Hoyt & Roberts, comps. Hoyt’s New Cyclopedia of Practical Quotations. 1922.
Conceit
I’ve never any pity for conceited people, because I think they carry their comfort about with them.
George Eliot—The Mill on the Floss. Bk. V. Ch. IV.
For what are they all in their high conceit,
When man in the bush with God may meet?
Emerson—Good-Bye. St. 4.
The world knows only two, that’s Rome and I.
Ben Jonson—Sejanus. Act V. Sc. 1.
In men this blunder still you find,
All think their little set mankind.
Hannah More—Florio. Pt. I.
Seest thou a man wise in his own conceit? There is more hope of a fool than of him.
Proverbs.
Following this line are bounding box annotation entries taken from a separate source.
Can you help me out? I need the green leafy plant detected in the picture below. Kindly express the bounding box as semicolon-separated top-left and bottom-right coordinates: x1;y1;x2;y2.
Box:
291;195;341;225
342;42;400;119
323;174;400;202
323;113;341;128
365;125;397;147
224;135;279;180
XXVI. 12.
Wiser in his own conceit than seven men that can tender a reason.
Proverbs. XXVI. 16.
Be not wise in your own conceits.
Romans. XII. 16.
Conceit may puff a man up, but never prop him up.
Ruskin—True and Beautiful. Morals and Religion. Function of the Artist.
Conceit in weakest bodies strongest works.
Hamlet. Act III. Sc. 4. L. 114.
I am not in the roll of common men.
Henry IV. Pt. I. Act III. Sc. 1. L. 43.
Conceit, more rich in matter than in words,
Brags of his substance, not of ornament:
They are but beggars that can count their worth.
Romeo and Juliet. Act II. Sc. 6. L. 29.
Whoe’er imagines prudence all his own,
Or deems that he hath powers to speak and judge
Such as none other hath, when they are known,
They are found shallow.
Sophocles—Antigone. 707.
Faith, that’s as well said as if I had said it myself.
Swift—Polite Conversation. Dialogue II.